Now this strong man of 5’7” is watching my grandmother in her bed surrounded with doctors and nurses pulling tubes, injecting medicines, and piling on more IV bags onto the pole. Just this morning she was IV-free. She was going home tomorrow. Now this mess. Her heart was beating too fast and there was no pattern. She wasn’t responding to the medicine. Her blood pressure was dangerously irregular. The cardiologist arrives and studies the scary EKG printouts. She prescribes another medicine – first one dosage for 6 hours and then another smaller dose for the next 6 hours.

For two hours they inject and measure. They take her blood pressure on the left arm and then the right. I help them Velcro and unvelcro the cuff. They use the machine to check the blood pressure and then they do it manually. My grandmother keeps asking me what the readings are. I answer her truthfully each time.

Finally her heart slows down and regulates. She lays in bed drained and sounds defeated and resentful with each word. She just can’t understand what just happened. She was fine this morning she keeps saying.

“Maybe it’s because your husband was in the room,” Liz jokes.

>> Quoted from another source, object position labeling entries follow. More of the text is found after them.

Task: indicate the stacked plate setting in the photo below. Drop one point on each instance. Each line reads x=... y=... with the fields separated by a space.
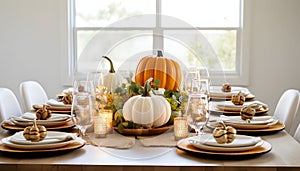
x=242 y=143
x=258 y=122
x=54 y=140
x=27 y=120
x=228 y=108
x=55 y=106
x=218 y=94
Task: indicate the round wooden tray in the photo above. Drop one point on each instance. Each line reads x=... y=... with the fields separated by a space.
x=9 y=127
x=144 y=131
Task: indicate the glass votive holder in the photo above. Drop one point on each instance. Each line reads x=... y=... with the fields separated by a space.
x=180 y=128
x=100 y=127
x=107 y=115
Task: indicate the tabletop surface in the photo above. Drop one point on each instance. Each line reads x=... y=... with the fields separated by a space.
x=285 y=153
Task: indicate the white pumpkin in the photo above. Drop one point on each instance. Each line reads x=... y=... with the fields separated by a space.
x=147 y=110
x=111 y=80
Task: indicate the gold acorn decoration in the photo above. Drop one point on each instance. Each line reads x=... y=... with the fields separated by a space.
x=35 y=133
x=224 y=134
x=67 y=98
x=238 y=99
x=248 y=112
x=43 y=113
x=226 y=87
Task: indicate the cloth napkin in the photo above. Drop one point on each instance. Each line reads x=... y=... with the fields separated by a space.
x=229 y=106
x=54 y=102
x=257 y=120
x=30 y=116
x=51 y=137
x=239 y=141
x=114 y=140
x=163 y=140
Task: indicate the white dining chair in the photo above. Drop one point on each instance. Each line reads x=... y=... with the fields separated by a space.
x=287 y=107
x=297 y=134
x=9 y=104
x=32 y=93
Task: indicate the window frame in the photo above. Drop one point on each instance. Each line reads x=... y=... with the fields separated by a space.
x=239 y=77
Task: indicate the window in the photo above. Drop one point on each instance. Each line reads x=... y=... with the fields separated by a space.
x=208 y=33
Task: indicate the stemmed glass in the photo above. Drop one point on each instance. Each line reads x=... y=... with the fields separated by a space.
x=82 y=112
x=83 y=105
x=191 y=76
x=197 y=112
x=101 y=90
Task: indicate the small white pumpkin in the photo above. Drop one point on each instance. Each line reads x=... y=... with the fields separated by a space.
x=112 y=80
x=147 y=110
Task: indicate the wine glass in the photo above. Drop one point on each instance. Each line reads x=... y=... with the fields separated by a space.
x=84 y=87
x=191 y=76
x=83 y=112
x=101 y=90
x=197 y=112
x=205 y=88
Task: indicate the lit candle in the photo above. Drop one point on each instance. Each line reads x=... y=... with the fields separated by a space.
x=100 y=126
x=180 y=128
x=107 y=115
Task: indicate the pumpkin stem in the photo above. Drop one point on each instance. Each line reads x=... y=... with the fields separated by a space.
x=159 y=53
x=147 y=87
x=112 y=69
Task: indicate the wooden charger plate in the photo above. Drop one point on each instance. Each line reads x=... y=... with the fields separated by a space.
x=143 y=131
x=10 y=127
x=271 y=129
x=72 y=146
x=186 y=146
x=217 y=111
x=218 y=97
x=55 y=109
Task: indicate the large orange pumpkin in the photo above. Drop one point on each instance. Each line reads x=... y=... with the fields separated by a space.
x=167 y=71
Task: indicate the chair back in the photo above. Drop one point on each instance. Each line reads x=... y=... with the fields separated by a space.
x=297 y=134
x=32 y=93
x=287 y=107
x=9 y=104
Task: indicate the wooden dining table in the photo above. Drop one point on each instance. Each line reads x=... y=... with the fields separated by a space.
x=284 y=155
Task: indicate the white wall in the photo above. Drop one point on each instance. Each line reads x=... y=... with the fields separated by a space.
x=275 y=49
x=31 y=49
x=30 y=43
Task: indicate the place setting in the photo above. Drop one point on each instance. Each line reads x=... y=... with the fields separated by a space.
x=229 y=108
x=44 y=116
x=224 y=141
x=226 y=91
x=63 y=105
x=37 y=139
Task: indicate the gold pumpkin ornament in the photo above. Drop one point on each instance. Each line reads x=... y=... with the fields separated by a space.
x=67 y=98
x=43 y=113
x=224 y=134
x=226 y=87
x=35 y=133
x=167 y=71
x=248 y=112
x=238 y=99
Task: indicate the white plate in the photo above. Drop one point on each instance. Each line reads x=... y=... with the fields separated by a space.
x=54 y=102
x=238 y=145
x=30 y=116
x=51 y=138
x=234 y=90
x=36 y=145
x=257 y=120
x=39 y=122
x=229 y=106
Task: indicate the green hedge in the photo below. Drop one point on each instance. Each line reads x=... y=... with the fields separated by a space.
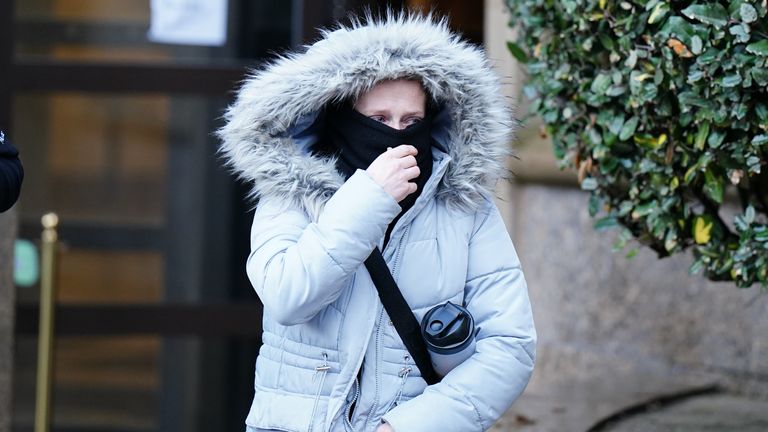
x=662 y=108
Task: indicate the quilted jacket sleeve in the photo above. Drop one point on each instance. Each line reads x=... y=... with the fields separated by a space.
x=477 y=392
x=298 y=267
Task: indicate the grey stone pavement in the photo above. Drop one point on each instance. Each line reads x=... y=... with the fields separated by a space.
x=627 y=398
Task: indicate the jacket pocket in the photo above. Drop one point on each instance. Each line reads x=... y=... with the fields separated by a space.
x=286 y=412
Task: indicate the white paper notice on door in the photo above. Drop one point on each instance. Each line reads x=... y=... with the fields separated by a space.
x=189 y=22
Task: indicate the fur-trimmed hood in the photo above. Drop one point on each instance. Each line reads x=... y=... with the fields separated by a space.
x=270 y=125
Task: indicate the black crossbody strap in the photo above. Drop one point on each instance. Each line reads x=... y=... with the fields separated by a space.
x=400 y=313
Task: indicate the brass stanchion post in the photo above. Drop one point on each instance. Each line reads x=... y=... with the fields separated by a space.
x=45 y=332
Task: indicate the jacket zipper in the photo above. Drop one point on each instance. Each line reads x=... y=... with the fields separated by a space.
x=348 y=416
x=323 y=371
x=398 y=255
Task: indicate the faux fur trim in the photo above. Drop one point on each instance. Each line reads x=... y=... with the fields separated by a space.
x=345 y=63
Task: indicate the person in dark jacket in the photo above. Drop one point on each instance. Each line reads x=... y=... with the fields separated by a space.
x=11 y=174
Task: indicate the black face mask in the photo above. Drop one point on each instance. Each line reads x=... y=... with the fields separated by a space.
x=358 y=140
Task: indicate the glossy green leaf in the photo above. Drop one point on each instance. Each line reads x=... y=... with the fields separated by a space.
x=713 y=187
x=709 y=13
x=629 y=128
x=748 y=13
x=517 y=52
x=759 y=48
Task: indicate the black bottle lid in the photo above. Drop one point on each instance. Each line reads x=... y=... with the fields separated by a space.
x=447 y=326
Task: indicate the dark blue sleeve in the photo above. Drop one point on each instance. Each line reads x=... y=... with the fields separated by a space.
x=11 y=175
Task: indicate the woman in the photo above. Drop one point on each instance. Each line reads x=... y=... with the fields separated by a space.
x=387 y=134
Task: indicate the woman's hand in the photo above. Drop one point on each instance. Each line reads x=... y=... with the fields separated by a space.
x=394 y=169
x=385 y=427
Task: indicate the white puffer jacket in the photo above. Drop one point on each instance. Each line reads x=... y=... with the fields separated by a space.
x=323 y=321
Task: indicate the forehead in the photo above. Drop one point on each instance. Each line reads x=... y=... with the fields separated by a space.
x=395 y=94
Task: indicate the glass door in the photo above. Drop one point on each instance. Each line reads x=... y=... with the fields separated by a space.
x=157 y=327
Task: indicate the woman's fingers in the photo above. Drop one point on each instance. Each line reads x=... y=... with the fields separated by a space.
x=402 y=151
x=411 y=173
x=407 y=162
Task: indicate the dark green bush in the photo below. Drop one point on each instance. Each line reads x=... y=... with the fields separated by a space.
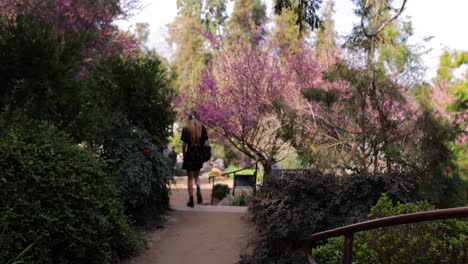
x=58 y=195
x=242 y=200
x=142 y=172
x=220 y=191
x=426 y=242
x=292 y=205
x=296 y=205
x=38 y=72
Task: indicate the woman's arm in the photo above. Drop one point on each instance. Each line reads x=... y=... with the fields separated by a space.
x=184 y=149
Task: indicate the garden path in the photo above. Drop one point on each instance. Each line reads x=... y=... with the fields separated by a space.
x=202 y=235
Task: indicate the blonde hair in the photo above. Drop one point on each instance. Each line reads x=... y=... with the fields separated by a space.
x=194 y=126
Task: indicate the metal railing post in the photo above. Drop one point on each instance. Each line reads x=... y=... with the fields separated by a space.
x=348 y=249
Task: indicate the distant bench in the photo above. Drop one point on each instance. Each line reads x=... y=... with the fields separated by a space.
x=241 y=179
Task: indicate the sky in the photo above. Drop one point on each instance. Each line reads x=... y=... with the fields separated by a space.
x=444 y=20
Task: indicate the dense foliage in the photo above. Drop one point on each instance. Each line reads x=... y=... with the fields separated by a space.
x=220 y=191
x=60 y=197
x=78 y=196
x=441 y=242
x=313 y=202
x=34 y=84
x=143 y=173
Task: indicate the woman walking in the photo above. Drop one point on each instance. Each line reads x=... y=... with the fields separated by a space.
x=194 y=136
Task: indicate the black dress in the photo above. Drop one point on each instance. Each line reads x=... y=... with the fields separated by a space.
x=192 y=159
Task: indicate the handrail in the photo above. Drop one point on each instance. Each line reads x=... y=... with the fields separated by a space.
x=349 y=230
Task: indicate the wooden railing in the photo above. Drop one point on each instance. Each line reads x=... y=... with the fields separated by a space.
x=348 y=231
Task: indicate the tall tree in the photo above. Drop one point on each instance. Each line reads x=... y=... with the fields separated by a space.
x=185 y=35
x=240 y=93
x=325 y=45
x=384 y=43
x=247 y=23
x=450 y=100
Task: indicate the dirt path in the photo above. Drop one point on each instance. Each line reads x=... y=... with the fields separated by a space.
x=202 y=235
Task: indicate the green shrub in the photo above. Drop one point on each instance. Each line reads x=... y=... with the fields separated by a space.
x=291 y=206
x=298 y=204
x=58 y=195
x=220 y=191
x=425 y=242
x=242 y=200
x=143 y=173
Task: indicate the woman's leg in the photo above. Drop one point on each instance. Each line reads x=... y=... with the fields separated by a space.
x=190 y=175
x=196 y=175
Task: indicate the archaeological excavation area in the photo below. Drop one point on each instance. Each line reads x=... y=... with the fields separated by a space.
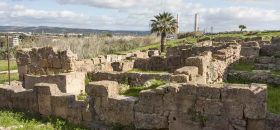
x=188 y=88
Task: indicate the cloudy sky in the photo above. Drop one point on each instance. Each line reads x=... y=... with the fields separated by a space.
x=223 y=15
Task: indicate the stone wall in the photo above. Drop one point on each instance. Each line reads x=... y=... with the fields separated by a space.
x=174 y=106
x=267 y=63
x=250 y=49
x=272 y=49
x=258 y=76
x=212 y=61
x=73 y=83
x=42 y=61
x=133 y=79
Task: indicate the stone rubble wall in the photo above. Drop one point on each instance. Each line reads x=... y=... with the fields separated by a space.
x=267 y=63
x=43 y=61
x=272 y=49
x=73 y=83
x=250 y=49
x=272 y=122
x=258 y=76
x=174 y=106
x=48 y=60
x=132 y=79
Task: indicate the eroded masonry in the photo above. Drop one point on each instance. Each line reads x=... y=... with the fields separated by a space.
x=193 y=98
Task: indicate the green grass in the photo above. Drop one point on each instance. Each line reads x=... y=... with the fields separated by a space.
x=146 y=71
x=82 y=96
x=134 y=91
x=243 y=67
x=4 y=77
x=274 y=99
x=4 y=65
x=28 y=121
x=276 y=72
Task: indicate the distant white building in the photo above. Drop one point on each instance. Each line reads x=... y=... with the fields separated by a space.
x=14 y=41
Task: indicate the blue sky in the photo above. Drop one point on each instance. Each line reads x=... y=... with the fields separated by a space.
x=223 y=15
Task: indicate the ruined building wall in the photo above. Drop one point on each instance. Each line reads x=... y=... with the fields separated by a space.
x=44 y=61
x=212 y=61
x=174 y=107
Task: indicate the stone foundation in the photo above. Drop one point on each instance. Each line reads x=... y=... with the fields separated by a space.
x=174 y=106
x=73 y=83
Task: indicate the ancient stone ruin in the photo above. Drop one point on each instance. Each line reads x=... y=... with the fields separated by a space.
x=193 y=98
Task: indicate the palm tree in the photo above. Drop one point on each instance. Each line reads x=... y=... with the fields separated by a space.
x=242 y=27
x=164 y=24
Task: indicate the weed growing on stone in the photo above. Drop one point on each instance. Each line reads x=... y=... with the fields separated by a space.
x=4 y=65
x=134 y=91
x=146 y=71
x=273 y=93
x=29 y=121
x=4 y=77
x=243 y=67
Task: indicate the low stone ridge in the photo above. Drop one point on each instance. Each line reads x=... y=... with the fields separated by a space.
x=73 y=82
x=41 y=61
x=174 y=107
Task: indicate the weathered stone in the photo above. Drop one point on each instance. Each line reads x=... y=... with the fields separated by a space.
x=44 y=92
x=180 y=78
x=256 y=124
x=102 y=89
x=73 y=83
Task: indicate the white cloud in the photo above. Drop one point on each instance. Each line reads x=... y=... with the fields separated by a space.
x=136 y=14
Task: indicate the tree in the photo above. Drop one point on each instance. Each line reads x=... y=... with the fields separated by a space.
x=242 y=27
x=163 y=24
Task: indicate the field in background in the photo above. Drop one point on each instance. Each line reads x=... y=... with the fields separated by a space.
x=28 y=121
x=89 y=47
x=4 y=65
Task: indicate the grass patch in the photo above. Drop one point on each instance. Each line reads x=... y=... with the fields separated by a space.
x=276 y=72
x=4 y=65
x=134 y=91
x=28 y=121
x=243 y=67
x=146 y=71
x=82 y=96
x=274 y=99
x=5 y=78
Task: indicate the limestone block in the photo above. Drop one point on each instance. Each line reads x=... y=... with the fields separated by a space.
x=22 y=70
x=120 y=110
x=102 y=89
x=87 y=115
x=216 y=123
x=244 y=93
x=182 y=121
x=210 y=92
x=188 y=70
x=250 y=51
x=150 y=101
x=233 y=109
x=44 y=92
x=150 y=121
x=209 y=107
x=153 y=53
x=72 y=83
x=180 y=78
x=256 y=124
x=239 y=124
x=25 y=100
x=157 y=63
x=60 y=104
x=201 y=62
x=250 y=44
x=96 y=61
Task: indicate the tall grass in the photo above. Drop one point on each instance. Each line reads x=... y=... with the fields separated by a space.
x=89 y=47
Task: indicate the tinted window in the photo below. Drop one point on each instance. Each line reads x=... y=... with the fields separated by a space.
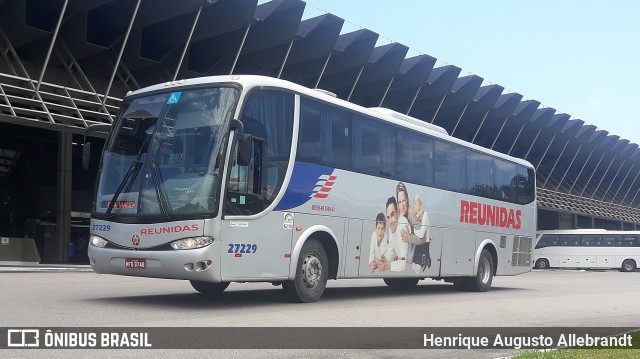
x=450 y=166
x=547 y=240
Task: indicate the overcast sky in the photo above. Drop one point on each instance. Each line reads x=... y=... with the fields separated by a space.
x=580 y=57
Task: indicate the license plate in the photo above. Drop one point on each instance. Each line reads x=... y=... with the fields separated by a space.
x=138 y=263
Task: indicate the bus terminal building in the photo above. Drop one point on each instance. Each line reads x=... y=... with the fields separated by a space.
x=66 y=64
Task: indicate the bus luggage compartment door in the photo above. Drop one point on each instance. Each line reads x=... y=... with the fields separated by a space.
x=458 y=252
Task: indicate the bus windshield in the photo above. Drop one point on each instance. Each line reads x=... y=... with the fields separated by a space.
x=164 y=156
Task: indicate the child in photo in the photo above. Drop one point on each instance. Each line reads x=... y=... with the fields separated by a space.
x=420 y=222
x=379 y=242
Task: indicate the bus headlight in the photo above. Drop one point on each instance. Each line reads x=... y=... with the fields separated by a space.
x=192 y=242
x=97 y=241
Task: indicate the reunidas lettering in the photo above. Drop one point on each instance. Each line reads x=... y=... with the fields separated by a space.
x=169 y=229
x=488 y=215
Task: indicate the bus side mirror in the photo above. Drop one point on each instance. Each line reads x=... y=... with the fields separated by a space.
x=86 y=155
x=244 y=150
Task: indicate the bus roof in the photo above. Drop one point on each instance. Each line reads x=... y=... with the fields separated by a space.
x=251 y=81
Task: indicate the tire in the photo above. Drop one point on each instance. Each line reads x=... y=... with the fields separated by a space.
x=401 y=283
x=312 y=272
x=542 y=263
x=482 y=281
x=628 y=265
x=209 y=288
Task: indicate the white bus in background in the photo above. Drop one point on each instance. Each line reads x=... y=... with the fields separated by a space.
x=254 y=179
x=588 y=248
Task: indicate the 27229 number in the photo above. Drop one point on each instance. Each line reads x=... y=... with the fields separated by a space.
x=242 y=248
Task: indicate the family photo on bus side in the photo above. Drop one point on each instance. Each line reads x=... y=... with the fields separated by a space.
x=401 y=237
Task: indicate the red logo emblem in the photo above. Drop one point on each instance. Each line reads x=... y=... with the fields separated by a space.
x=323 y=186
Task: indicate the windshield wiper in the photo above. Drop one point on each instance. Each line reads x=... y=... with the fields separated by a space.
x=132 y=172
x=163 y=203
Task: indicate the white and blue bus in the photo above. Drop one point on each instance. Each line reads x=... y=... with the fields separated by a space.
x=587 y=249
x=254 y=179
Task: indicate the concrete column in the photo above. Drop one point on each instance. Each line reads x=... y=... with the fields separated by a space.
x=63 y=196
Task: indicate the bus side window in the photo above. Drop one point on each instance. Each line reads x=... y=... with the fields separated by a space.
x=547 y=241
x=631 y=241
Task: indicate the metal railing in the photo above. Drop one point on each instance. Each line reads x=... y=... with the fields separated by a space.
x=54 y=104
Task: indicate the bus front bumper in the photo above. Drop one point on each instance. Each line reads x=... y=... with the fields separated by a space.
x=194 y=264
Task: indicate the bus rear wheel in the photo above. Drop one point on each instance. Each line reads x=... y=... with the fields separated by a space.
x=482 y=281
x=312 y=272
x=542 y=263
x=629 y=265
x=401 y=283
x=209 y=288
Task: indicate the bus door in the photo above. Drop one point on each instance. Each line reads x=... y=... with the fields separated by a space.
x=256 y=241
x=254 y=249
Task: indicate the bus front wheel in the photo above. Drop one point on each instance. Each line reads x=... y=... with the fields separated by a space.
x=482 y=281
x=209 y=288
x=629 y=265
x=542 y=264
x=312 y=271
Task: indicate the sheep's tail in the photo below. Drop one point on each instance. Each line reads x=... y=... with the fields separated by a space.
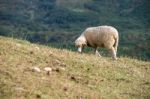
x=116 y=43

My grandfather gets up from the chair and fixes my grandmother’s blanket. She asks him to twist her socks into position and he does, careful not to touch her swollen legs. He walks over to her head and leans into her. He says he wants to see if she is warm. He gently puts his lips to her forehead and smoothes her hair into place. He kisses her forehead, the same skin he has known for 60 years.

His eyes water. “He’s my number one,” she says to whoever is still listening.